In their review and discussions about the owners’ agreement, joint business owners typically focus on certain provisions: the percentage interest of each owner, the means by which New Co. will be managed (by the members, by a manager, or by a board of managers), each owner's role in the operations of New Co., and whether the cash that each owner contributed will be treated as either as a capital contribution or a loan. Armed with that understanding, the parties get to work and New Co. is in business.

As time goes on, conflict among joint owners can arise from many different sources: personality conflicts, differences in the vision for the business, greed accompanied by a power grab, and perceived inequities in the owners’ respective roles and contributions. When conflict arises, the owners start to think about things in a very different way than they did in the sunny days when the company was formed. That change in perspective causes the owners to look at the owners’ agreement in a very different context. For perhaps the first time, individual owners may ask “What can I do if I disagree with my partners?”, “What can she do if she wants to pull out?”, “What can they do if they all vote against me?”, “Will the business survive?”, “Will I lose everything?”

An owners’ agreement is the place where the owners’ can head off avoidable disputes before they happen and create the framework for resolving unavoidable disputes. Common provisions in owners’ agreements dictate:

  1. What activities of New Co. require a vote by the owners to approve,
  2. What happens if an owner wants to sell their interest in New Co. to a third party,
  3. What happens if an owner dies or becomes disabled.
  4. What happens if an owner’s equity interest in New Co. becomes subject to creditor claims (i.e. filing for personal bankruptcy by an owner),
  5. What limitations are there on an owner’s ability to pledge their equity interest as collateral for a loan,
  6. Can New Co. employ an equity owner, and if so, what happens if New Co. fires them as an employee,
  7. What events would cause an owner to have to involuntarily sell her interest to New Co. or the other members,
  8. How an equity interest being sold be valued and what the terms for payment of the purchase price will be,
  9. What percentage of the equity must vote to approve certain significant actions by New Co., such as selling all of the assets, taking out a significant loan, amending the owners’ agreement, or dissolving New Co., and
  10. What percentage of the equity must vote to approve either a distribution of profits to the owners or require the owners to pay additional capital into the Company.
As an owner, the owners’ agreement can be a dual edged sword. In one place, the owners’ agreement supports your position, but elsewhere it allows most owners (which might not include you) to amend the owners’ agreement without your consent. An owners’ agreement might provide for New Co. to employ you and other owners, but it might also provide that you may be fired (by majority vote) and your ownership interest bought out, again without your consent. By majority vote, the owners could be required to pay additional money into New Co. (a capital call), and if you do not or cannot pay your share, the owners’ agreement says that your ownership interest will be re-allocated to any owner(s) who do make that capital call; effectively forcing the sale of some, or all, of your equity interest, also without your consent. These things could be authorized by the owners’ agreement, which you agreed to at a time that you did not think any of it was possible or likely.
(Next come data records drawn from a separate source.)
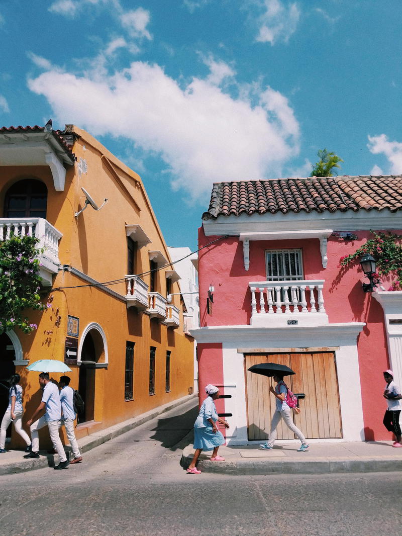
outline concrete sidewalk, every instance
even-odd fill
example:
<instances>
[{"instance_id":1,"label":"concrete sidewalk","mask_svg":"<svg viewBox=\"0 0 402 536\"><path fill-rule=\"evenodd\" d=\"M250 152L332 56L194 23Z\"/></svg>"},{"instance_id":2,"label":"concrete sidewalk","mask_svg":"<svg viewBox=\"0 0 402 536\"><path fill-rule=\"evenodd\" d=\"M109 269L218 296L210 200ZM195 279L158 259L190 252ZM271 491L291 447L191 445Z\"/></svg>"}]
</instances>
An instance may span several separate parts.
<instances>
[{"instance_id":1,"label":"concrete sidewalk","mask_svg":"<svg viewBox=\"0 0 402 536\"><path fill-rule=\"evenodd\" d=\"M189 400L194 400L194 405L198 401L198 396L196 394L183 397L173 402L160 406L159 407L151 410L146 413L143 413L137 417L130 419L129 420L120 422L114 426L111 426L104 430L100 430L85 437L78 440L78 446L82 453L88 452L95 446L99 446L106 441L113 439L117 436L129 431L150 421L163 413L173 410L175 407L184 404ZM6 445L6 448L7 448ZM72 457L71 448L69 445L65 447L67 456ZM14 473L21 473L24 471L31 471L33 469L39 469L41 467L54 467L59 463L58 455L49 454L47 451L40 450L39 458L28 458L25 459L24 456L26 453L21 450L10 450L4 454L0 454L0 475L10 474Z\"/></svg>"},{"instance_id":2,"label":"concrete sidewalk","mask_svg":"<svg viewBox=\"0 0 402 536\"><path fill-rule=\"evenodd\" d=\"M277 442L272 450L262 450L257 444L222 446L218 453L225 458L225 461L211 461L211 452L202 453L197 467L203 472L233 475L402 470L402 449L393 448L392 441L311 443L308 450L298 452L300 444L299 442ZM188 467L193 452L191 445L185 447L182 467Z\"/></svg>"}]
</instances>

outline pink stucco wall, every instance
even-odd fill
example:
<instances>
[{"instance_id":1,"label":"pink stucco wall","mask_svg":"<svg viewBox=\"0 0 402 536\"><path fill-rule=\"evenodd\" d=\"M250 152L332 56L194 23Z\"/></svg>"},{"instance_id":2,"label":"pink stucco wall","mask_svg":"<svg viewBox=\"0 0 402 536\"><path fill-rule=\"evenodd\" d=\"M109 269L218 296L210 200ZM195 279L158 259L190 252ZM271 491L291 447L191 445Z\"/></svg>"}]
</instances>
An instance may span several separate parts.
<instances>
[{"instance_id":1,"label":"pink stucco wall","mask_svg":"<svg viewBox=\"0 0 402 536\"><path fill-rule=\"evenodd\" d=\"M200 326L249 324L251 294L249 282L266 279L264 251L270 249L302 249L306 279L324 279L324 299L330 323L366 322L358 340L366 437L367 440L389 438L382 425L386 405L382 398L383 370L389 368L386 336L382 308L361 284L367 281L358 261L348 269L339 267L339 258L354 252L367 238L368 232L354 233L358 240L345 242L331 236L328 239L328 263L323 268L317 239L250 242L250 267L244 269L243 243L236 237L222 238L199 253ZM199 229L199 247L219 238L205 236ZM210 285L214 287L212 314L206 311ZM386 286L385 286L386 287ZM203 374L200 368L200 374ZM202 385L201 384L200 385ZM351 389L353 386L350 386Z\"/></svg>"}]
</instances>

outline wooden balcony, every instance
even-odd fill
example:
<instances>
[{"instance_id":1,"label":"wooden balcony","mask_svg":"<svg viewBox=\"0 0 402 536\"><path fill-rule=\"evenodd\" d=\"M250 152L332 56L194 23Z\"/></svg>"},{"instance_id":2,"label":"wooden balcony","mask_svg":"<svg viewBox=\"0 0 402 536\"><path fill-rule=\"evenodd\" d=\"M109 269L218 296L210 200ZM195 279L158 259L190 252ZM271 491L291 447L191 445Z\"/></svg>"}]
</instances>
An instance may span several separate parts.
<instances>
[{"instance_id":1,"label":"wooden balcony","mask_svg":"<svg viewBox=\"0 0 402 536\"><path fill-rule=\"evenodd\" d=\"M324 282L303 280L249 283L250 325L276 327L328 324L323 296Z\"/></svg>"},{"instance_id":2,"label":"wooden balcony","mask_svg":"<svg viewBox=\"0 0 402 536\"><path fill-rule=\"evenodd\" d=\"M6 240L12 234L20 236L35 236L39 239L36 245L40 263L39 275L44 286L51 286L53 276L58 271L58 242L63 234L43 218L3 218L0 219L0 242Z\"/></svg>"},{"instance_id":3,"label":"wooden balcony","mask_svg":"<svg viewBox=\"0 0 402 536\"><path fill-rule=\"evenodd\" d=\"M166 318L166 299L159 292L148 293L149 307L148 312L151 318L158 318L164 321Z\"/></svg>"},{"instance_id":4,"label":"wooden balcony","mask_svg":"<svg viewBox=\"0 0 402 536\"><path fill-rule=\"evenodd\" d=\"M139 311L148 309L148 285L138 276L126 276L127 308L135 307Z\"/></svg>"},{"instance_id":5,"label":"wooden balcony","mask_svg":"<svg viewBox=\"0 0 402 536\"><path fill-rule=\"evenodd\" d=\"M165 321L168 327L175 329L180 325L180 311L174 305L166 306L166 318Z\"/></svg>"}]
</instances>

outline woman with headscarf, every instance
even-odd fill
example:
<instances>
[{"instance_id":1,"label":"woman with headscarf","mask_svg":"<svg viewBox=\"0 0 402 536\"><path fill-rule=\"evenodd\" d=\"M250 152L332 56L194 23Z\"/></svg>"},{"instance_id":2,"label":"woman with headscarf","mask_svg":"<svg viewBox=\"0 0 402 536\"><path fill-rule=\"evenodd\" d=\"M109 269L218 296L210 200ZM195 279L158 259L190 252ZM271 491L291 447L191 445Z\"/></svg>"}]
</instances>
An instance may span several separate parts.
<instances>
[{"instance_id":1,"label":"woman with headscarf","mask_svg":"<svg viewBox=\"0 0 402 536\"><path fill-rule=\"evenodd\" d=\"M208 394L203 402L198 416L194 423L194 457L187 470L188 473L199 474L200 471L196 467L200 454L203 450L212 450L211 461L224 461L225 458L218 454L218 449L225 443L225 438L217 427L217 421L224 425L226 428L229 425L223 419L218 416L214 400L219 398L219 390L210 383L205 388Z\"/></svg>"},{"instance_id":2,"label":"woman with headscarf","mask_svg":"<svg viewBox=\"0 0 402 536\"><path fill-rule=\"evenodd\" d=\"M23 429L22 418L24 413L23 408L23 388L18 384L21 379L19 374L13 374L10 378L10 391L9 392L9 406L5 411L4 416L0 427L0 453L6 452L5 450L5 435L10 422L14 425L16 431L23 438L27 444L26 452L30 452L32 445L29 436Z\"/></svg>"}]
</instances>

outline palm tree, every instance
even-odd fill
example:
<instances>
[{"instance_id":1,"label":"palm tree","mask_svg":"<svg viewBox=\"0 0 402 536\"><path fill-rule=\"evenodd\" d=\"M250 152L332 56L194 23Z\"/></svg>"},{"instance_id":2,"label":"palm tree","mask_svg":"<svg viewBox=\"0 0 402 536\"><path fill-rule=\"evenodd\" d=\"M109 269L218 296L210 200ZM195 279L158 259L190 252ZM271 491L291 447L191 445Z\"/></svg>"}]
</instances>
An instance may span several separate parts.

Regardless of the nature or source, when equity owners have conflict, if New Co.’s owners’ agreement does not provide good procedures for addressing the situation, then the owners are left with the singular avenue of commencing litigation. Business litigation is expensive, emotionally taxing and can result in the complete dissolution of the company. Accordingly, it is important that the owners ask the hard questions when going into the relationship, contemplate what a break-up would look like, understand their rights and duties, and get an owners’ agreement that is tailored to their specific needs, and provides the best structure possible to facilitate the operation of the company and a framework for the resolution of conflict.